Looking for a fun challenge? Try the 24-Hour Theater Project


Have you ever tried creating a short play from start to finish — complete with actors, costumes, props and a live public performance — in just 24 hours? This will be the eighth year in a row that Newman has invited people from the community to do just that.

Director of Theater Mark Mannette launched the first-ever Newman 24-Hour Theater Project in 2011. This year’s event will kickoff at 8 p.m. Friday, Jan. 25.

Here’s how it works: Participants are divvied up into groups and each team is given a writer, director and actors — all of whom are drawn randomly from a hat. Others can also participate by handling behind-the-scenes tech positions like stage manager, props, lighting and sound.

Once teams are divided, they can meet and practice the scenes they have written.
Once teams are divided, they can meet and practice the scenes they have written.

After teams are picked, the groups meet and begin practicing as early as 8 p.m. Friday. They then have exactly 24 hours to write the scripts, direct and be prepared to act out their plays from memory at 8 p.m. the next day.

“I generally coordinate the event and function as an artistic director,” Mannette said. “I determine the show order, set schedules for the rehearsals and help with script suggestions or tricky props. But I have also been a writer, a director and an actor multiple times.”

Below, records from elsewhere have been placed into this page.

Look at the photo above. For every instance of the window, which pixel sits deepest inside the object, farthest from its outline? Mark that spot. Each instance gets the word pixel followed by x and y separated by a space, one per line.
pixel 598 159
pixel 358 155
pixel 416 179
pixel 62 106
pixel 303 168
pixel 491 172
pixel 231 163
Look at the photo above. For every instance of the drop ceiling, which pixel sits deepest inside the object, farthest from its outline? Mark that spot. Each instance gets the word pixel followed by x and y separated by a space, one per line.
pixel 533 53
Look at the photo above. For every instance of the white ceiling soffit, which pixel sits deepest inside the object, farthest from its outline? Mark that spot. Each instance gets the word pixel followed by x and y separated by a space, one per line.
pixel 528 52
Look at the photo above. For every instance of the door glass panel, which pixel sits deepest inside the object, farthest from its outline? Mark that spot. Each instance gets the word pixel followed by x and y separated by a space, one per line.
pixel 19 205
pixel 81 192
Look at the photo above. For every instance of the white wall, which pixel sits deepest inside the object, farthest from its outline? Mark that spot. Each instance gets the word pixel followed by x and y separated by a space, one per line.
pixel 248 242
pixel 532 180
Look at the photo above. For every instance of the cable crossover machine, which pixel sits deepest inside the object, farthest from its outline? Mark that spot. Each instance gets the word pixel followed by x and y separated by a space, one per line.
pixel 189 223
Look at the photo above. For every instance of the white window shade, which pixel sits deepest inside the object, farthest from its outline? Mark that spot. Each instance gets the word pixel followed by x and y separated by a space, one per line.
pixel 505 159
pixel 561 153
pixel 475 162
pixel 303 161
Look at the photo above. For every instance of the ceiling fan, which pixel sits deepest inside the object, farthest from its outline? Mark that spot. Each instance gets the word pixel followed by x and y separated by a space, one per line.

What sets Newman’s program apart, Mannette said, is that the event is open for anyone to try. Newman students, faculty, staff, alumni, members of the Wichita community and area high school students are all welcome and encouraged to participate.

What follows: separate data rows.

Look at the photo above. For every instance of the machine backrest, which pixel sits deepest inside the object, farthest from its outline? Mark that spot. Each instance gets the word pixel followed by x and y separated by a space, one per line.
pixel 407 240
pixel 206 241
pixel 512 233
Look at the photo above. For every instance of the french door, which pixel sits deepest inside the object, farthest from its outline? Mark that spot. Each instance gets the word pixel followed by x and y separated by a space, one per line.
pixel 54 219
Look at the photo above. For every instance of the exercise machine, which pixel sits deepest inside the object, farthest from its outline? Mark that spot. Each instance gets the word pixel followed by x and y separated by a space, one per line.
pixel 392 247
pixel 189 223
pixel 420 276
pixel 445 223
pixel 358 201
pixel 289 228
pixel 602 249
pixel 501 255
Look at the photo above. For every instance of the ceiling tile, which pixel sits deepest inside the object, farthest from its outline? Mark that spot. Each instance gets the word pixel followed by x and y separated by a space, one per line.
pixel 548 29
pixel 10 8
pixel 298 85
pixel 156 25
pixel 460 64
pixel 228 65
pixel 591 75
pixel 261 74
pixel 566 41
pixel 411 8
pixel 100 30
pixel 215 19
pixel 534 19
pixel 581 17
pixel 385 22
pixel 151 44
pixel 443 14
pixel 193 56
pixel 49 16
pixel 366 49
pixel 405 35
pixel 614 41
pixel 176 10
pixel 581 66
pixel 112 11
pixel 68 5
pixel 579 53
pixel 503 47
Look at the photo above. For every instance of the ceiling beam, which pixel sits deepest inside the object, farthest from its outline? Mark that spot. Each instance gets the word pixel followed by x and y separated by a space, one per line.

"It's a lot of fun because it's also challenging. When you realize you can tackle a challenge like this and succeed — it is invigorating." -- Mark Mannette

“It’s a lot of fun because it’s also challenging,” Mannette said. “When you realize you can tackle a challenge like this and succeed – it is invigorating.”

Senior art major Xime Namé had always wanted to participate in an acting activity, so she made the decision to try out for the 24-Hour Theater Project her freshman year.

“It was a new challenge for me since I had never acted in English before,” Namé said. “It was a chance to get out of my comfort zone, which I don’t regret. I’ll admit I did struggle a little bit with English being my second language and memorizing all my lines in just 24 hours, but in the end, it turned out well.

“The 24-Hour Theater Project gave me the opportunity to explore a different scenario from what I’m used to,” she added. “I’m happy I got to act again and meet new people, too.”

Rooslana Rusk (middle) looks over her team's script before they put the play "on its feet" in practice.
Rooslana Rusk (middle) looks over her team’s script before they practice the play.

Sophomore theater major Rooslana Rusk was still in high school when she decided to try out for the 24-Hour Theater Project for the first time. She heard about the event while attending a Sloppy Joe Improv show the night before and signed up last-minute, she said.

“It was kind of intimidating as a junior in high school but ultimately very rewarding,” Rusk said. “I’ve done it every year since and don’t plan on changing now.”

Newman alumna Chelsea Smet wrote three of her 10-minute plays, which were regional finalists at the Kennedy Center American College Theater Festival, during the 24-Hour Theater Project.

“Chelsea also started a 24-Hour Theater Project at MidAmerica Nazarene University this semester because of her positive experience with Newman’s project,” Mannette added.

The 24-Hour Theater Project can provide an exciting element of entertainment even as an audience member, said senior international studies major Linnea Ristow.

Director of Theater Mark Mannette participates in a play.
Director of Theater Mark Mannette participates in a play.

“It was really neat to see the creativity on display at the 24-Hour Theater Project,” she said. “Each group had a unique interpretation of how to use the elements they were given, and I loved being able to watch people who were passionate and having fun with what they were doing — even though they likely got little to no sleep to pull everything off.”

The acting teams will perform their pieces for the public at 8 p.m. Saturday, Jan. 26. General admission is $3, and all proceeds go toward the Newman Theater Club.